← All Tutorials

Tutorial 2: Fitting the Model

How should we estimate the logistic regression parameters?

Systematic
Link
Distribution
4 Fitting
5 Implementation

Your model so far

Systematic Component
$\eta = \beta_0 + \beta_1 \cdot \text{Age} + \ldots$
Link Function
Logit: $\ln(p/(1-p)) = \eta$
Distribution
Binomial

Key Difference from Tutorial 1

Unlike linear regression (Gaussian + identity), logistic regression has no closed-form solution. We cannot simply compute $\beta = (X'X)^{-1}X'y$. The logit link creates a non-linear equation that must be solved iteratively.

How should we find the $\beta$ coefficients?

We have our model structure defined. Now we need to estimate the parameters ($\beta_0, \beta_1, \ldots, \beta_5$) that best fit the observed data.

Click on a card to select it.

🔄

Maximum Likelihood (IRLS)

Iteratively Reweighted Least Squares - the standard GLM fitting algorithm.

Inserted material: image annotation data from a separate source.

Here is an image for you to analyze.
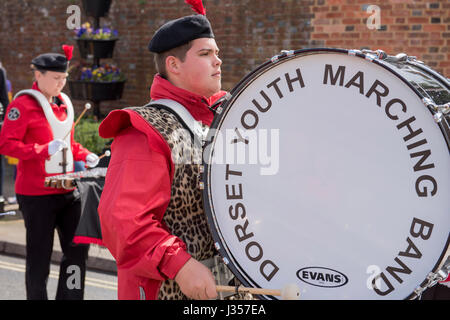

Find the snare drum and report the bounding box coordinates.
[203,49,450,299]
[45,167,107,245]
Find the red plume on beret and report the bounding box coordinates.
[63,44,73,61]
[184,0,206,15]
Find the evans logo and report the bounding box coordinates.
[297,267,348,288]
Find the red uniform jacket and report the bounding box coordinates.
[0,83,90,196]
[98,75,225,299]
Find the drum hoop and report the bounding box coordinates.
[201,48,450,299]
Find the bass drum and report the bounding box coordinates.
[202,48,450,299]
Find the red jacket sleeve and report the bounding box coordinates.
[0,97,49,160]
[71,129,91,161]
[98,127,190,280]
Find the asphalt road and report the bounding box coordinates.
[0,255,117,300]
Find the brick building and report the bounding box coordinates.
[0,0,450,113]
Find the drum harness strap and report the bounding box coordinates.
[146,99,237,299]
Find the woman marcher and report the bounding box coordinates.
[0,46,98,299]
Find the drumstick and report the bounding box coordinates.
[84,150,111,168]
[98,150,111,160]
[63,102,91,140]
[216,284,300,300]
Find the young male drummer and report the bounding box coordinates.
[0,46,98,300]
[98,0,225,299]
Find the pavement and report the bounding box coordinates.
[0,161,117,274]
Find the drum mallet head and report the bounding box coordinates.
[281,284,300,300]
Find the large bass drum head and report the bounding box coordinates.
[203,49,450,299]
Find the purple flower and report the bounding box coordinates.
[77,28,86,38]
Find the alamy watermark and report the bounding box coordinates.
[366,4,381,30]
[172,128,280,175]
[66,5,81,30]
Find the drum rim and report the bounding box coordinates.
[201,48,450,300]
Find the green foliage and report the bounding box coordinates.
[74,119,112,155]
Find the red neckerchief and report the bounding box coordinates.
[150,74,226,126]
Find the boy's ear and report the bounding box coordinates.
[166,56,180,74]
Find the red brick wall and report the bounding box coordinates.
[0,0,450,113]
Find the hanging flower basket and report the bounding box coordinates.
[75,22,118,59]
[76,39,117,59]
[83,0,111,18]
[69,64,126,101]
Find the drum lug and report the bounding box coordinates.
[270,50,295,63]
[422,98,450,123]
[347,49,364,57]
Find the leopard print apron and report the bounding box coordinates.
[127,106,216,300]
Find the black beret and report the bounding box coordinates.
[31,53,69,72]
[148,14,214,53]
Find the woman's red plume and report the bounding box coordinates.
[184,0,206,15]
[63,44,73,61]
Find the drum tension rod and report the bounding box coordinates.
[422,98,450,123]
[411,257,450,299]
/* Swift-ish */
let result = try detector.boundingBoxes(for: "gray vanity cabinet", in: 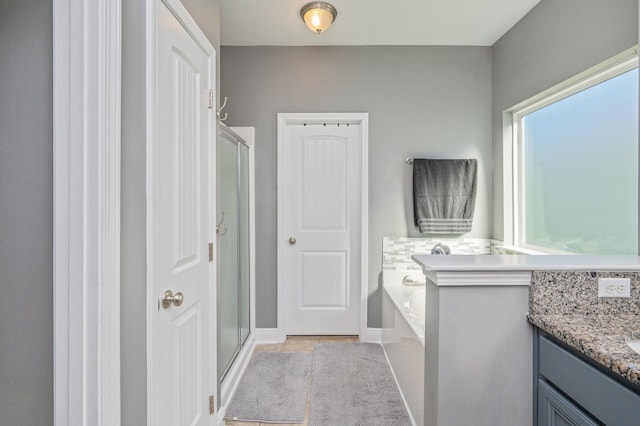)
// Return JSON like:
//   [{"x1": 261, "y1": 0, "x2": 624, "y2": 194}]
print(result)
[
  {"x1": 537, "y1": 380, "x2": 598, "y2": 426},
  {"x1": 534, "y1": 331, "x2": 640, "y2": 426}
]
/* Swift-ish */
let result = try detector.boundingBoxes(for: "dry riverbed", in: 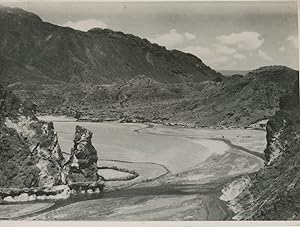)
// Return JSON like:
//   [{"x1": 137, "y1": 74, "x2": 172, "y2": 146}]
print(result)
[{"x1": 0, "y1": 117, "x2": 265, "y2": 221}]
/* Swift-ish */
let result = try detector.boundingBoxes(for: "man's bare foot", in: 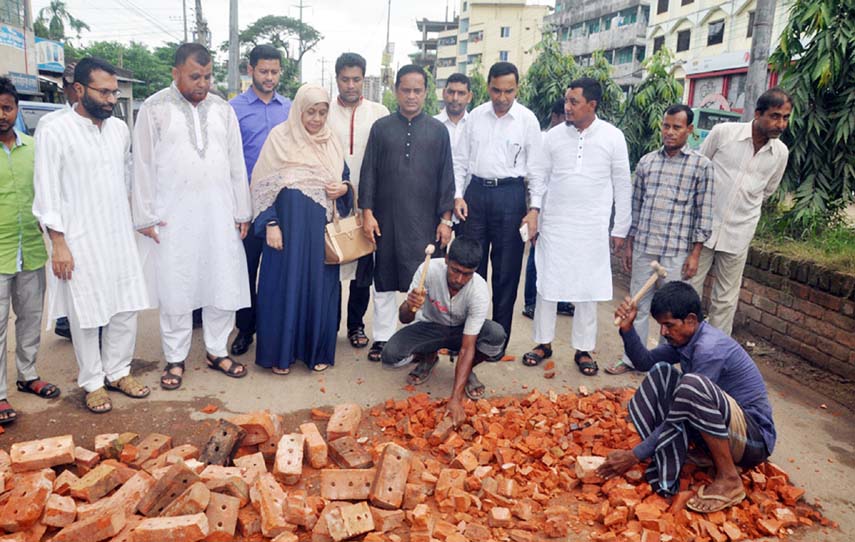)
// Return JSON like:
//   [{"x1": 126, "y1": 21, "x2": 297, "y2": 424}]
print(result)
[{"x1": 686, "y1": 475, "x2": 745, "y2": 514}]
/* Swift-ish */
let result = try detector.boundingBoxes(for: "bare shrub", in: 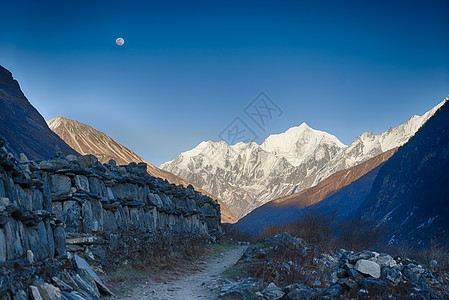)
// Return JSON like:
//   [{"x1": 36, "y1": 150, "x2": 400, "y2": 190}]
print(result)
[
  {"x1": 333, "y1": 218, "x2": 386, "y2": 251},
  {"x1": 259, "y1": 213, "x2": 332, "y2": 247}
]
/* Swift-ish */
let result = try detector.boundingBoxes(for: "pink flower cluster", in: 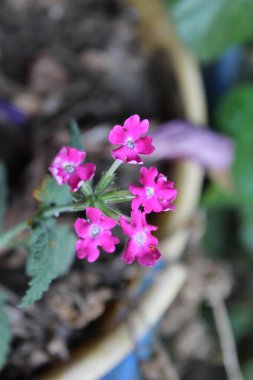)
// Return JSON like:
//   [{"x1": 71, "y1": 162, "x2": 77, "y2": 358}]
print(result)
[
  {"x1": 48, "y1": 146, "x2": 96, "y2": 192},
  {"x1": 49, "y1": 115, "x2": 177, "y2": 266}
]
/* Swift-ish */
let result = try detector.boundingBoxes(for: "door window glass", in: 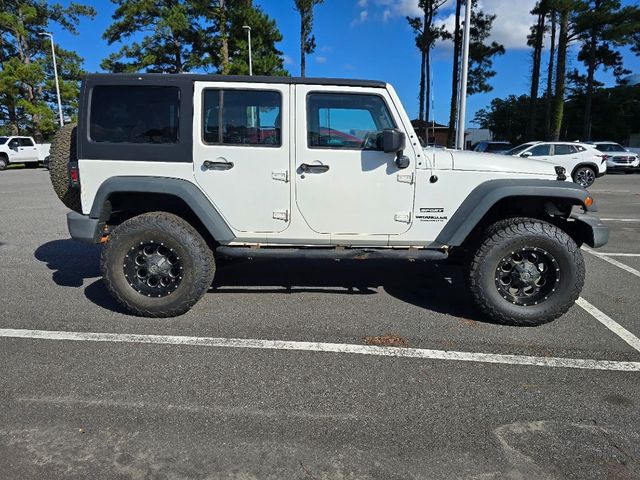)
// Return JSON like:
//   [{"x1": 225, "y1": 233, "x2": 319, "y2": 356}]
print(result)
[
  {"x1": 307, "y1": 93, "x2": 396, "y2": 150},
  {"x1": 202, "y1": 90, "x2": 282, "y2": 146},
  {"x1": 89, "y1": 85, "x2": 180, "y2": 143},
  {"x1": 553, "y1": 145, "x2": 575, "y2": 155},
  {"x1": 529, "y1": 145, "x2": 551, "y2": 157}
]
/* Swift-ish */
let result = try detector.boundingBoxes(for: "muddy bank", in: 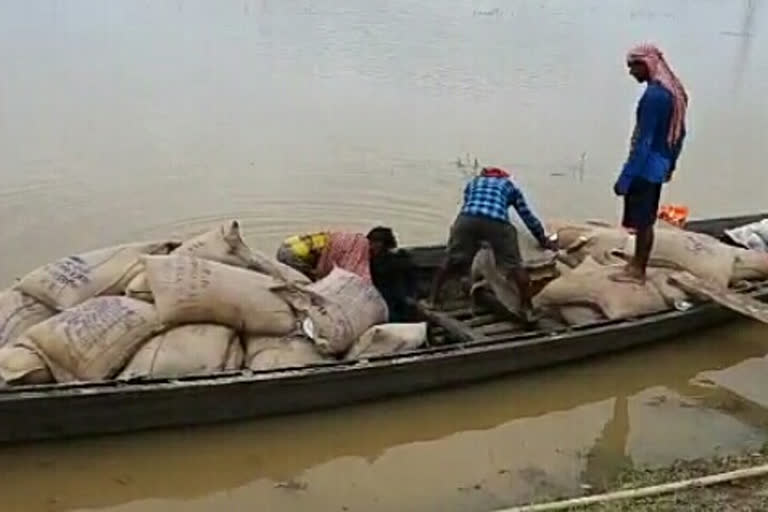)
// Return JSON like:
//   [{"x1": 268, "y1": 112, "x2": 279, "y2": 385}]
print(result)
[{"x1": 536, "y1": 446, "x2": 768, "y2": 512}]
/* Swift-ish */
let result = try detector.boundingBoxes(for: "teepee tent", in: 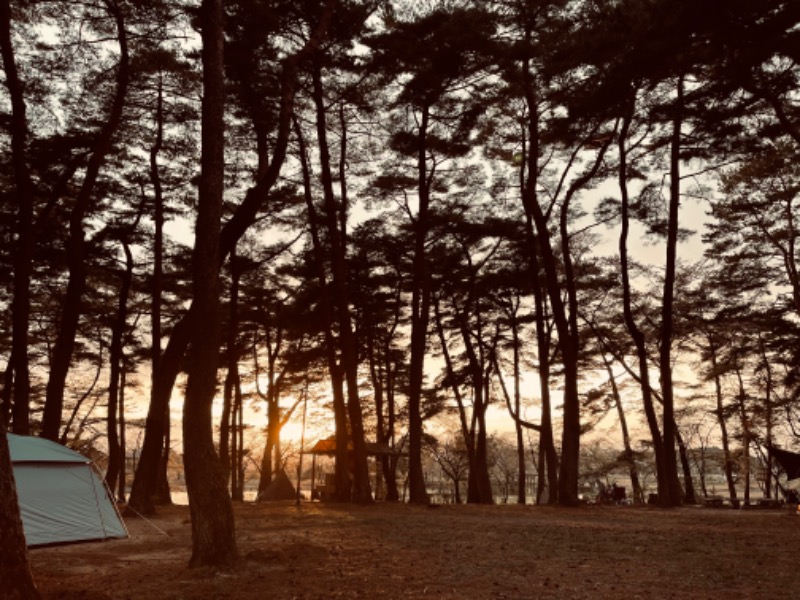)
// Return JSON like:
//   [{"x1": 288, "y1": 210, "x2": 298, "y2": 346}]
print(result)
[
  {"x1": 8, "y1": 434, "x2": 128, "y2": 546},
  {"x1": 256, "y1": 469, "x2": 297, "y2": 502}
]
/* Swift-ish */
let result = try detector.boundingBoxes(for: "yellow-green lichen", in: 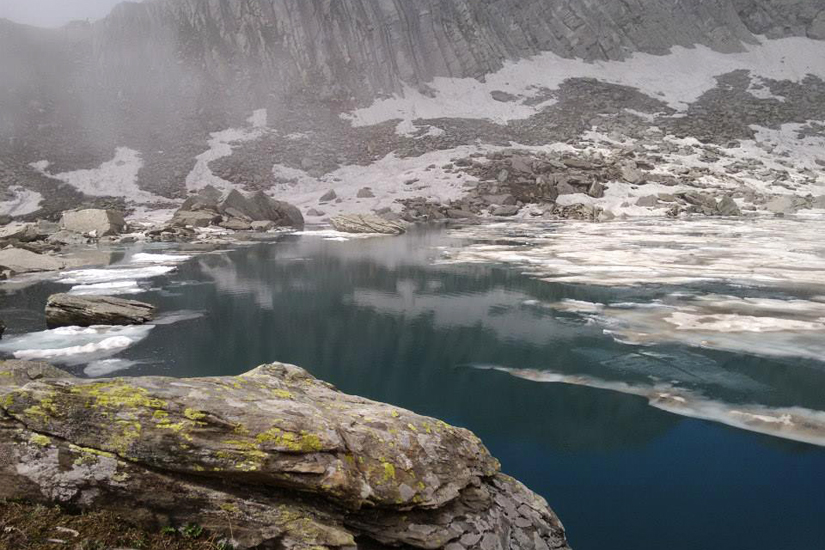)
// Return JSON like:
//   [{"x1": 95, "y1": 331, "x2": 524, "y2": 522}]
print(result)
[
  {"x1": 183, "y1": 408, "x2": 206, "y2": 420},
  {"x1": 71, "y1": 380, "x2": 166, "y2": 409},
  {"x1": 29, "y1": 434, "x2": 52, "y2": 447}
]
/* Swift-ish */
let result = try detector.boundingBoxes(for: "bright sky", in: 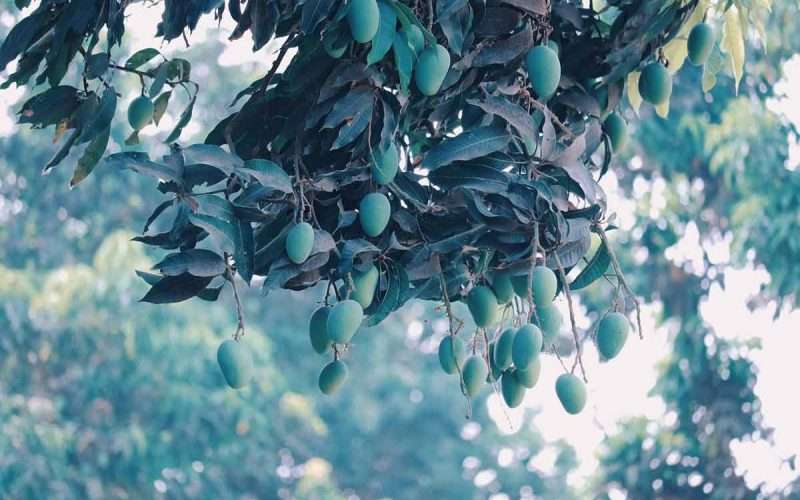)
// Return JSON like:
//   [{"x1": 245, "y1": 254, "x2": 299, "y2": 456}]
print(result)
[{"x1": 0, "y1": 4, "x2": 800, "y2": 498}]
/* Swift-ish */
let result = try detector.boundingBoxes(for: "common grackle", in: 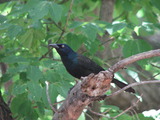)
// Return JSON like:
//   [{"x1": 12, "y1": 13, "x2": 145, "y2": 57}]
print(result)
[{"x1": 49, "y1": 44, "x2": 135, "y2": 93}]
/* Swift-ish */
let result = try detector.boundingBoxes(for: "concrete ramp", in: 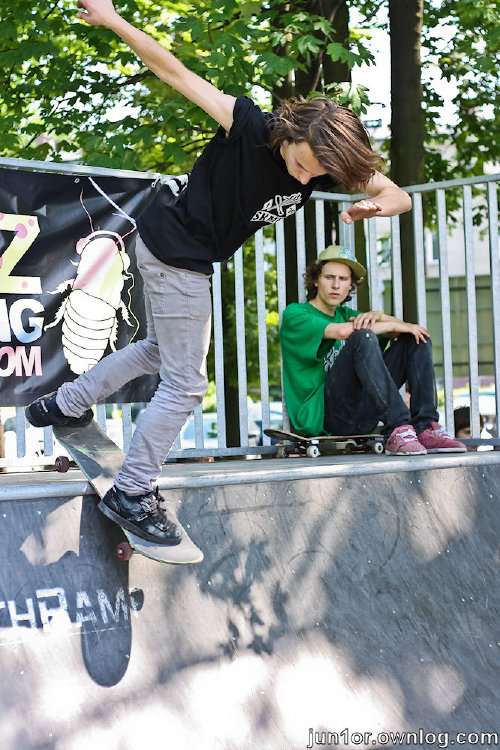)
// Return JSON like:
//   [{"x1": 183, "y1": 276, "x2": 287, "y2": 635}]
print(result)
[{"x1": 0, "y1": 452, "x2": 500, "y2": 750}]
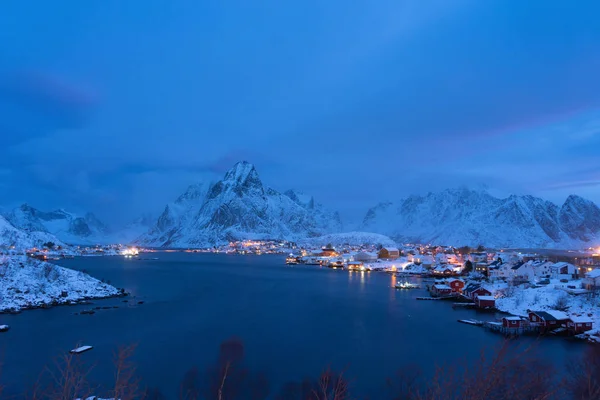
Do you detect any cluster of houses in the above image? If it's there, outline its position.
[429,278,496,309]
[501,310,594,335]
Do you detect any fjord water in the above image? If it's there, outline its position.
[0,253,582,398]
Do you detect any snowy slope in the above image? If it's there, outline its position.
[0,215,64,250]
[138,161,341,247]
[360,188,600,248]
[6,204,108,244]
[298,232,397,247]
[0,256,119,311]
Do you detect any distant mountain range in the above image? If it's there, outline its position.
[360,189,600,248]
[139,161,342,247]
[0,204,151,248]
[0,161,600,248]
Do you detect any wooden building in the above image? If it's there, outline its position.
[448,279,465,293]
[431,284,452,297]
[502,316,523,329]
[378,247,400,260]
[567,315,594,335]
[528,310,569,332]
[475,295,496,310]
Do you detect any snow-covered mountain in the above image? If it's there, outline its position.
[138,161,342,247]
[297,232,397,247]
[0,215,64,250]
[360,188,600,248]
[6,204,108,244]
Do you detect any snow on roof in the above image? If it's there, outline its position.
[569,315,592,324]
[546,310,569,319]
[585,268,600,278]
[503,317,521,321]
[532,310,569,321]
[433,284,452,290]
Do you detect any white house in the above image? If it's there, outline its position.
[583,269,600,290]
[353,251,377,262]
[550,262,577,279]
[467,253,487,264]
[408,254,434,267]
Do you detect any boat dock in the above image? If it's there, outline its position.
[452,303,476,308]
[69,346,93,354]
[483,322,540,336]
[457,319,484,326]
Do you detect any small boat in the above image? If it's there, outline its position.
[457,319,483,326]
[69,346,93,354]
[395,282,421,289]
[285,257,298,265]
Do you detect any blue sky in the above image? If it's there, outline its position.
[0,0,600,222]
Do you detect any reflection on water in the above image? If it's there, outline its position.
[0,253,574,398]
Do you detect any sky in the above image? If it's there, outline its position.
[0,0,600,223]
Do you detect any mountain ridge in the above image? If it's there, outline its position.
[138,161,342,247]
[359,188,600,248]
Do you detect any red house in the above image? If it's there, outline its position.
[567,315,593,335]
[475,295,496,309]
[448,279,465,293]
[529,310,569,330]
[502,317,523,328]
[431,284,452,297]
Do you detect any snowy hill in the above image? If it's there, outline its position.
[360,188,600,248]
[298,232,397,247]
[138,161,341,247]
[6,204,152,245]
[0,215,64,250]
[0,256,119,311]
[6,204,107,244]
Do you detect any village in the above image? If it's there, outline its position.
[2,240,600,343]
[286,245,600,343]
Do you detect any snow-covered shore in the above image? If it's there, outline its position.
[0,256,122,312]
[484,279,600,335]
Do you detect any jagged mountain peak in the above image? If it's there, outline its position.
[208,161,265,199]
[360,187,600,248]
[139,161,341,247]
[222,161,262,186]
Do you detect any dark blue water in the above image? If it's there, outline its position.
[0,253,581,398]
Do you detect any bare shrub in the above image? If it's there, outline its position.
[179,367,201,400]
[554,295,569,311]
[386,340,558,400]
[109,345,141,400]
[44,346,93,400]
[565,345,600,400]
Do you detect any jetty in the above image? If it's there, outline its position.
[452,303,476,308]
[483,322,540,336]
[457,319,484,326]
[69,346,93,354]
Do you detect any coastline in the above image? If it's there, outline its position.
[0,256,128,314]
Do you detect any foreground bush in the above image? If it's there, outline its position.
[0,339,600,400]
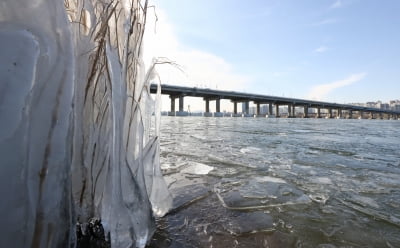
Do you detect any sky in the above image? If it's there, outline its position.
[144,0,400,109]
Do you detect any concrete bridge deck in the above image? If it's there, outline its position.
[150,84,400,119]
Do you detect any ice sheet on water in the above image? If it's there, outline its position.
[181,161,214,175]
[0,0,74,247]
[214,177,311,210]
[224,211,275,235]
[0,0,171,247]
[240,146,261,154]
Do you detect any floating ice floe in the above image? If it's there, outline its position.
[181,162,214,175]
[214,176,311,210]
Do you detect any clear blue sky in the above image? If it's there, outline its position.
[151,0,400,103]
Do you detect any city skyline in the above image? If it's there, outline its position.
[144,0,400,108]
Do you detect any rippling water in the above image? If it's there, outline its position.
[150,117,400,247]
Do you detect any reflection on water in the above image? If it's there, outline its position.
[150,117,400,248]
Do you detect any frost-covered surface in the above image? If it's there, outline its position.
[0,0,172,247]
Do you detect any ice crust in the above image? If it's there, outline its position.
[0,0,172,247]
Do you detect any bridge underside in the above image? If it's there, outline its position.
[150,84,400,119]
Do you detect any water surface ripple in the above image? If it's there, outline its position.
[150,117,400,248]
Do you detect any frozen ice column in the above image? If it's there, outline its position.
[0,0,75,247]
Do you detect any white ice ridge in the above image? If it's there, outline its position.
[0,0,172,247]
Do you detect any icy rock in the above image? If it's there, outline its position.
[0,0,75,247]
[0,0,172,247]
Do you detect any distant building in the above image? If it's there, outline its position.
[380,103,390,110]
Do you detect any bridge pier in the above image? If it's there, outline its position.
[204,98,212,117]
[268,102,274,118]
[337,109,343,119]
[242,101,250,115]
[168,95,176,116]
[214,99,224,117]
[175,96,189,116]
[304,106,308,118]
[288,104,296,118]
[275,104,279,118]
[256,102,266,117]
[232,101,242,117]
[328,108,333,118]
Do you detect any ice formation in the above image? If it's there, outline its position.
[0,0,172,247]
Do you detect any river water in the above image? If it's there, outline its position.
[150,117,400,248]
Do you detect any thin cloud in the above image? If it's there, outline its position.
[143,8,252,110]
[330,0,343,9]
[314,46,329,53]
[308,72,367,100]
[313,19,339,26]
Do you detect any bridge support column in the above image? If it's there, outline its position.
[288,104,293,118]
[179,96,184,112]
[175,96,189,116]
[337,109,342,119]
[215,99,221,112]
[268,103,274,117]
[214,99,224,117]
[292,104,296,118]
[304,106,308,118]
[275,104,279,118]
[204,99,212,117]
[242,102,250,115]
[168,96,176,116]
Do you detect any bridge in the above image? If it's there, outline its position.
[150,84,400,119]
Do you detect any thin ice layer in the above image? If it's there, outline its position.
[0,0,75,247]
[0,0,172,247]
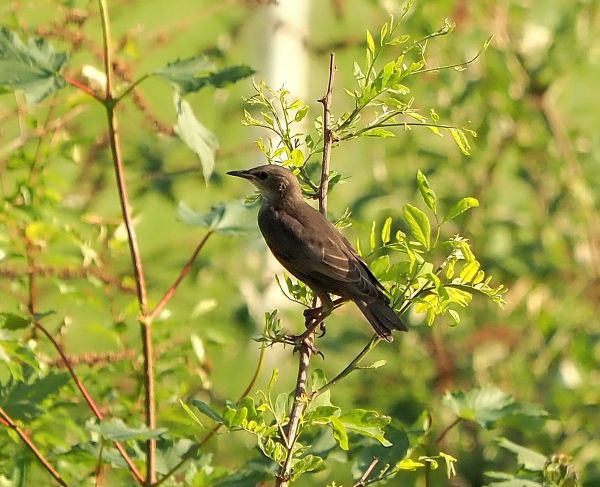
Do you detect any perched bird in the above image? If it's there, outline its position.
[227,164,407,342]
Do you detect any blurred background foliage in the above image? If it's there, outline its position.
[0,0,600,486]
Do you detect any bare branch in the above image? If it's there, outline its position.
[0,407,67,487]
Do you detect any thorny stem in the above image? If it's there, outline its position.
[24,236,143,482]
[33,317,143,483]
[314,335,381,396]
[275,53,335,487]
[435,417,462,445]
[98,0,156,485]
[148,230,213,321]
[153,347,267,487]
[0,407,67,487]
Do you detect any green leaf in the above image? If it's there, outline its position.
[88,418,167,441]
[417,170,436,213]
[0,313,31,330]
[179,399,205,428]
[361,127,396,138]
[153,56,255,96]
[367,29,375,54]
[443,386,547,428]
[190,399,223,423]
[381,216,392,245]
[0,27,69,104]
[174,93,219,181]
[496,438,548,472]
[444,197,479,222]
[339,409,392,447]
[0,373,70,420]
[290,455,325,485]
[448,127,471,156]
[177,201,256,236]
[402,205,431,250]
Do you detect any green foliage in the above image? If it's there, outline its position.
[0,27,69,103]
[0,0,600,487]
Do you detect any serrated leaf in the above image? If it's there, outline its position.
[177,201,256,236]
[444,197,479,222]
[329,416,349,450]
[447,127,471,156]
[0,27,69,104]
[396,458,425,472]
[0,313,31,330]
[417,170,436,213]
[88,418,167,441]
[367,29,375,54]
[402,205,431,250]
[443,386,546,428]
[174,93,219,181]
[153,56,255,96]
[381,216,392,245]
[0,373,70,420]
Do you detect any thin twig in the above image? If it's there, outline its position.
[314,335,381,396]
[152,347,267,487]
[352,457,379,487]
[275,53,335,487]
[64,76,102,102]
[0,407,67,487]
[318,53,335,215]
[148,230,213,321]
[98,0,151,485]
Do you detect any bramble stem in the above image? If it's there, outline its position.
[0,407,68,487]
[275,53,335,487]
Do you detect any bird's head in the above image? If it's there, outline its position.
[227,164,302,202]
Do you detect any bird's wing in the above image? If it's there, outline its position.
[260,205,381,299]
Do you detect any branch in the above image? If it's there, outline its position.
[152,347,267,487]
[148,230,213,321]
[98,0,156,485]
[352,457,379,487]
[435,417,462,445]
[0,407,68,487]
[275,53,335,487]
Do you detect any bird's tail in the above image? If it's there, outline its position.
[355,299,408,342]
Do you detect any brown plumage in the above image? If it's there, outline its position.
[227,164,407,341]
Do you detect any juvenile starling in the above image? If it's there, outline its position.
[227,164,408,342]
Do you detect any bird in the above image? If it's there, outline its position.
[227,164,408,342]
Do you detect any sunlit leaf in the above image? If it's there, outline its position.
[174,94,219,181]
[444,197,479,221]
[0,27,68,103]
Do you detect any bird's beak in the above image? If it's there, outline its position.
[227,171,252,179]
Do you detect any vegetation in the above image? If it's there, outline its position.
[0,0,600,487]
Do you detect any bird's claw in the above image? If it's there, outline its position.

Iterative optimization • Required for logistic • Fisher scoring

📐

Closed-Form (OLS)

Direct analytical solution using matrix algebra: $\beta = (X'X)^{-1}X'y$

One-shot calculation • No iteration • Exact solution

⛰️

Gradient Descent

General-purpose optimization by following the gradient of the loss function.

Step size tuning • Slower convergence • Deep learning standard

🎯

Newton-Raphson

Second-order optimization using the Hessian matrix.

Fast convergence • Computes curvature • IRLS is a form of this

✔ Fitting Method Selected

Maximum Likelihood via IRLS is the standard approach for GLMs, and it's required for logistic regression since there's no closed-form solution.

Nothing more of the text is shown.